Please do photograph and report any Spiny Softshells that you might be lucky enough to find.

Upcoming Fundraising Concert

Concert is on on Saturday, September 23 at 7 PM here in Salisbury (repeated in case you missed it the last time).

UVM pianist David Feurzig is on a mission to give free concerts in all the towns in Vermont. Through those concerts, he also hopes to raise funds for conservation projects like ours. As part of this effort, David is giving a concert in Salisbury next Saturday, September 23rd at 7 PM at the Salisbury Congregational Church/meeting house. The church/meeting house is in the center of town at 853 Maple Street.
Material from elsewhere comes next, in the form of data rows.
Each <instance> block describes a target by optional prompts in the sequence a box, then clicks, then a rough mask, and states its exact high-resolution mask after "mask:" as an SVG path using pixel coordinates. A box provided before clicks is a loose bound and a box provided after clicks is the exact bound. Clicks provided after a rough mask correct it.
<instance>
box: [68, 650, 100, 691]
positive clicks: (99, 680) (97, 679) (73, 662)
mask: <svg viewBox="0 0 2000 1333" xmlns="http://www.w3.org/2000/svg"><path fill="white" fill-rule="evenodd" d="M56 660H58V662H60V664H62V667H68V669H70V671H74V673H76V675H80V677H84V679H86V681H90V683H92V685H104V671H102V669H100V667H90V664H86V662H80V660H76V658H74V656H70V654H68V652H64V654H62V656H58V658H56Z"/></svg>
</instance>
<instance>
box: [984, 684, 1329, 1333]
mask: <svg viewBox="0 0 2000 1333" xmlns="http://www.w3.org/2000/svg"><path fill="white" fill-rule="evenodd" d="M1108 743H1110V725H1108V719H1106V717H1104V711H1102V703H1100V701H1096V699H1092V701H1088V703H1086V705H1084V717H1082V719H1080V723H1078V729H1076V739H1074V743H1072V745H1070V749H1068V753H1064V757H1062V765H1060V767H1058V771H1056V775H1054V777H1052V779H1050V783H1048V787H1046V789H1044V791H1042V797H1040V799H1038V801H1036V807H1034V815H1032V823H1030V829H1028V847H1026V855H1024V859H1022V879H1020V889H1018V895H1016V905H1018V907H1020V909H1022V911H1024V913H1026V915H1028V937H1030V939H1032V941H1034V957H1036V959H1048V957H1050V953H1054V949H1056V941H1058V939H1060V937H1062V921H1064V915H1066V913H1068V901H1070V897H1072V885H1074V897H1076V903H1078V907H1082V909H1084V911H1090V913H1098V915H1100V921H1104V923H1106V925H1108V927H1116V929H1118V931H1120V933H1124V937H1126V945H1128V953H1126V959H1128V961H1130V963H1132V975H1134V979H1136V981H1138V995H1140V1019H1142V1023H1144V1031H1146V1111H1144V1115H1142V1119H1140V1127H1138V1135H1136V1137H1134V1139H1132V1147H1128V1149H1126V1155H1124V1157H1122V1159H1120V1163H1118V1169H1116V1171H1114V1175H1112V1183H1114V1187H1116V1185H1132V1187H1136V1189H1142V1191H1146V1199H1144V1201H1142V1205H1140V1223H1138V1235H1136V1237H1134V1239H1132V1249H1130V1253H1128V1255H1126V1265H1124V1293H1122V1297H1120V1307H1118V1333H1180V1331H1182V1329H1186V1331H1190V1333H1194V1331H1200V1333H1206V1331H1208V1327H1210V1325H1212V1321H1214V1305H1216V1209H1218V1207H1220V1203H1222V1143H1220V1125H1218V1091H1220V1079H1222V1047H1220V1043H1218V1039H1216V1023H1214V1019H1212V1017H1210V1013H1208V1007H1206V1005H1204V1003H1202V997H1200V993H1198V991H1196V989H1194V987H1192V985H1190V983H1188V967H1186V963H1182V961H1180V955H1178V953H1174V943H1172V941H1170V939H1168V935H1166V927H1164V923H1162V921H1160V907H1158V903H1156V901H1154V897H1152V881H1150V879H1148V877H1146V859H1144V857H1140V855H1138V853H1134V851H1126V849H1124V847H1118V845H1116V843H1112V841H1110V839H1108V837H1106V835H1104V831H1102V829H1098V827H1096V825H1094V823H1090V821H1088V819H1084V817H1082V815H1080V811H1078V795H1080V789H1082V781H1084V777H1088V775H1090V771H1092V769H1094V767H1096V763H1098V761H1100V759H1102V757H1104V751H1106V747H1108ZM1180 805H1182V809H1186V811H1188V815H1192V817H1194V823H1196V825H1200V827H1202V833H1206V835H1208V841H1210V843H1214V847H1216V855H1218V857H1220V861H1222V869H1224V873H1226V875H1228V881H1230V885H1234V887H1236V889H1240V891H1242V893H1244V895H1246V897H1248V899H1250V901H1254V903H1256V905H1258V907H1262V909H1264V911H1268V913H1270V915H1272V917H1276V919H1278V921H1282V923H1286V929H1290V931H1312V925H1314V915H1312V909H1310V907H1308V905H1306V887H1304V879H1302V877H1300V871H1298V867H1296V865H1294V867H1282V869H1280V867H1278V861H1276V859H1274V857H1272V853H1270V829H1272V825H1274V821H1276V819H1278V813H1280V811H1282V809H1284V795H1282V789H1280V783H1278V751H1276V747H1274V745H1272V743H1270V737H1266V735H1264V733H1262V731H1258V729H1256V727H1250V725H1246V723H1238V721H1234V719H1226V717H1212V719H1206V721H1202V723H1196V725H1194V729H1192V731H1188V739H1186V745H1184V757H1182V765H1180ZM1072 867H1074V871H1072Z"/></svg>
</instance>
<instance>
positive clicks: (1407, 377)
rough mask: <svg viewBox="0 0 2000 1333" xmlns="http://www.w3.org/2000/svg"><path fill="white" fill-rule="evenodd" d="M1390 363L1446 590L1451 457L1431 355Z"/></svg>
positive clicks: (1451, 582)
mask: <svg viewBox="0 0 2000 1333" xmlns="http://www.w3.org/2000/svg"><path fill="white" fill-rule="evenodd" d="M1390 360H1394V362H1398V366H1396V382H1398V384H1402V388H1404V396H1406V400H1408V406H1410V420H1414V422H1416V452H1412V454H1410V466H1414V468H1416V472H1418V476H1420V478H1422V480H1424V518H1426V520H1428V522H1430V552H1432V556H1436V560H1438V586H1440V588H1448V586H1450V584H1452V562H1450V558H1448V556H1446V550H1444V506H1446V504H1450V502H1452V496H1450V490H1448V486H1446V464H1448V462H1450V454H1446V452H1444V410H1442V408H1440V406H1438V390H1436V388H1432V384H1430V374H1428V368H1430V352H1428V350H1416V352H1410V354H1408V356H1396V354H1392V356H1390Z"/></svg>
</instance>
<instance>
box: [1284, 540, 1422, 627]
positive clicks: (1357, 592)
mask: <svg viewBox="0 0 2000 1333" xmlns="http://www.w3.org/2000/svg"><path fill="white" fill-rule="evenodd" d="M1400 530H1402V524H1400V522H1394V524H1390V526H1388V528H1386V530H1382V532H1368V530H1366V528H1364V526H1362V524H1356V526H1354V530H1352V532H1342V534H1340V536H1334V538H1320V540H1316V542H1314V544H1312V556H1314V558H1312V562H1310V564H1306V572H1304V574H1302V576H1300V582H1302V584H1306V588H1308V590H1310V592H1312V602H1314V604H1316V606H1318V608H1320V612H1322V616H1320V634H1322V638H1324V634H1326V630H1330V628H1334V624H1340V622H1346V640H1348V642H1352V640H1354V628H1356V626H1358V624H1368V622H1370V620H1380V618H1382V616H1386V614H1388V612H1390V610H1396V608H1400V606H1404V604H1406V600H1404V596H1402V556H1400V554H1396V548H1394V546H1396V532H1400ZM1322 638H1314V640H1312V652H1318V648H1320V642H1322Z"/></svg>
The concert is free, but donations will be accepted for The Vermont Reptile and Amphibian Atlas. “Feurzeig, a professor of music at UVM since 2008, specializes in genre-defying recitals that bring together music of an astonishing variety of musical styles, from ancient and classical to jazz, avant-garde, and popular traditions. These striking juxtapositions, peppered with informative and humorous commentary, create eye- and ear-opening programs that will change how you hear all kinds of music“. David also likes to give a local talent the opportunity to join him for one selection. In Salisbury, Middlebury Union High School student Sophia Boise will add her flute playing to one piece.

Vermont Reptile and Amphibian Atlas coordinators Jim Andrews and Kate Kelly will be there to meet you and sell their swag (hats, amphibian guides, posters, bumper stickers, and refrigerator magnets); however, you are under no obligation to buy any swag or give a donation. You can just relax and enjoy the concert.